Without question you need to incorporate stretching into your training routine, and here we look at the basics and best stretches that you can undertake to better your martial arts training and performance. What’s great is that the practice of stretching does not add any additional martial arts equipment to your kit bag and can be done, on the whole, at home or on the move.
So what are the “best” stretches if you practice martial arts?
There are arguments as to whether stretches should be pre- or post-workout, but one thing is for certain and that is you need to have properly warmed up before you stretch. Stretches should be a less intensive version of the exercise you are looking to participate in. So for example, if you are planning a run, start to warm up by walking, then jogging lightly. Stretching cold muscles is not recommended, and can cause injury. A good warm up for martial arts is skipping, and skipping ropes are one of the basic pieces of martial arts equipment that every practitioner should own. So you’re warm, now what?
A good basic hamstring stretch is essential. This standing stretch is a great way to target the hamstrings which often suffer greatly if not properly stretched.
Place one foot on a flat surface around hip level, say a bench or table. Then bend the standing leg whilst applying a little pressure to the thigh of the supported (and straight) leg. Hold this position for 30-60 seconds then change legs. Keep the planted foot fully on the floor.
Lying face down, bend your left leg and pull towards your bottom, holding the stretch by using your left hand to hold the left ankle. After a period of 30-60 seconds, swap to the right leg and right arm.
It is perfectly natural to be more flexible on one side than the other. Target your weaker side by holding it for that little bit longer to try and improve and equate the flexibility.
Stand with your feet facing forward, and then walk your feet out as far as they can go, without your feet leaving the floor, or pointing outwards. Support your body by placing your hands on the floor.
Remember to ensure that your hips stay in line with your knees, rather than falling forwards, and keep your back and chest parallel with the floor. Once stretched, carefully walk your feet back to shoulder width and stand upright. Any sudden movements can damage your knees so be careful.
Like the box split but only having one leg outstretched whilst the other is bent. Firstly outstretch the left leg, and use your right elbow to push the inside of your bent right leg at the knee to increase the stretch. Try reaching and holding your left foot with your left hand before changing over – stretching out your right leg and having your left leg bent in a squat type position.
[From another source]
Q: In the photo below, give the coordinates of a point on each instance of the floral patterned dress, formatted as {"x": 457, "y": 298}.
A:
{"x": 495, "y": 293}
Like a box split but against a wall. Split your legs as far as possible, pushing your feet against the side of a wall. The more flexible you are, the closer you will be able to get your groin to the wall. For an added stretch, get a partner to sit back to back with you pushing you onto the wall. Partner stretches are great, but sometimes you have to stretch alone.
If you want to be a good martial arts practitioner, it is not about the type of martial arts equipment you have; it is about your dedication and practice. Like life, the more you put in, the more you get out. So concentrate on your fitness and practice your moves, but above all, and as boring as it may feel at first, make sure you stretch. Do it daily and do it properly, adding different stretches to this basic routine to keep all of your body subtle. You will not notice an immediate impact, and you may never become the most flexible practitioner, but remember you are only competing with yourself so be the best you can be and become as flexible as possible.
It certainly is worth the effort, so why not start today?